Saya langsung melayangkan pikiran ke kampung saya. Meski hujan sederas apapun, tidak pernah sampai terjadi banjir, paling-paling jalanan pasar saja yang jadi becek minta ampun. Mungkin karena masih banyak daerah serapan air dan pohon-pohon serta hutan menghijau di sekitar kampung saya. Beda sekali dengan kota besar ini. Rasanya aneh ketika kemarin melewati Ungaran, ibukota Kabupaten yang notabene terletak di bagian ‘atas’ Semarang, jalanannya juga banjir ketika hujan. Apa mungkin selokan-selokan dan daerah aliran airnya mampet semua oleh sampah? Apa harus saya, bocah kampung pendatang ini juga yang mencari tahu problematika kota besar ini?

Maka saya tidak heran lagi kalau disuruh membandingkan dengan berita di TV kalau ‘ibukota negara’ juga sering banjir.

Sabtu,

Semarang, xx-xx-2010

Assalamua’laikum,

Emak, Bapak, Adik-adik, saya disini sehat-sehat saja. InsyaAllah ketika nanti saya sudah mulai kerja ikut pak dhe, saya bisa mengumpulkan uang untuk pulang kampung. Mungkin kalian berfikir saya enak bisa ke kota besar, tapi percayalah, kota ini tidak sebagus apa yang kita miliki di kampung.

Saya rindu dengan suasana tenang yang sejuk di pagi hari, tanpa asap kendaraan bermotor dan suara bising kerumunan manusia dengan panas matahari yang membuat saya tidak berhenti berkeringat. Saya juga rindu masakan emak yang enak dan murah tentunya, disini harga makanan mahal sekali.

Untuk Adik-adik, saran saya, sekolah yang tinggi, jangan sampai terputus di tengah jalan seperti saya. Dan kalau sudah sekolah tinggi, carilah kota besar yang nyaman, yang teratur kehidupannya, yang aman situasinya, dan ramah penduduknya.

Mungkin apa yang saya ceritakan ini bukanlah kota impian seperti yang sering saya ceritakan pada Lilik, Udin dan Ahmad, adik-adikku. Tapi saya ingin kalian suatu hari nanti bias menemukan kota impian kalian sendiri.

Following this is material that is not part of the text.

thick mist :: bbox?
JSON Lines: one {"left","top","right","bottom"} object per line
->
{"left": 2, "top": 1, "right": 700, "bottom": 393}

Jaga kesehatan, doakan terus saya.

Wassalam,

Ananda dan Abang kalian,


Setya Pambudi

Saya melipat surat pertama saya untuk keluarga dikampung sambil tersenyum penuh harapan. Kota mimpi yang ada di depan mata saya sekarang adalah harapan saya untuk bias membahagiakan orang-orang yang saya cintai. Apakah kamu juga telah menemukan kota impian mu?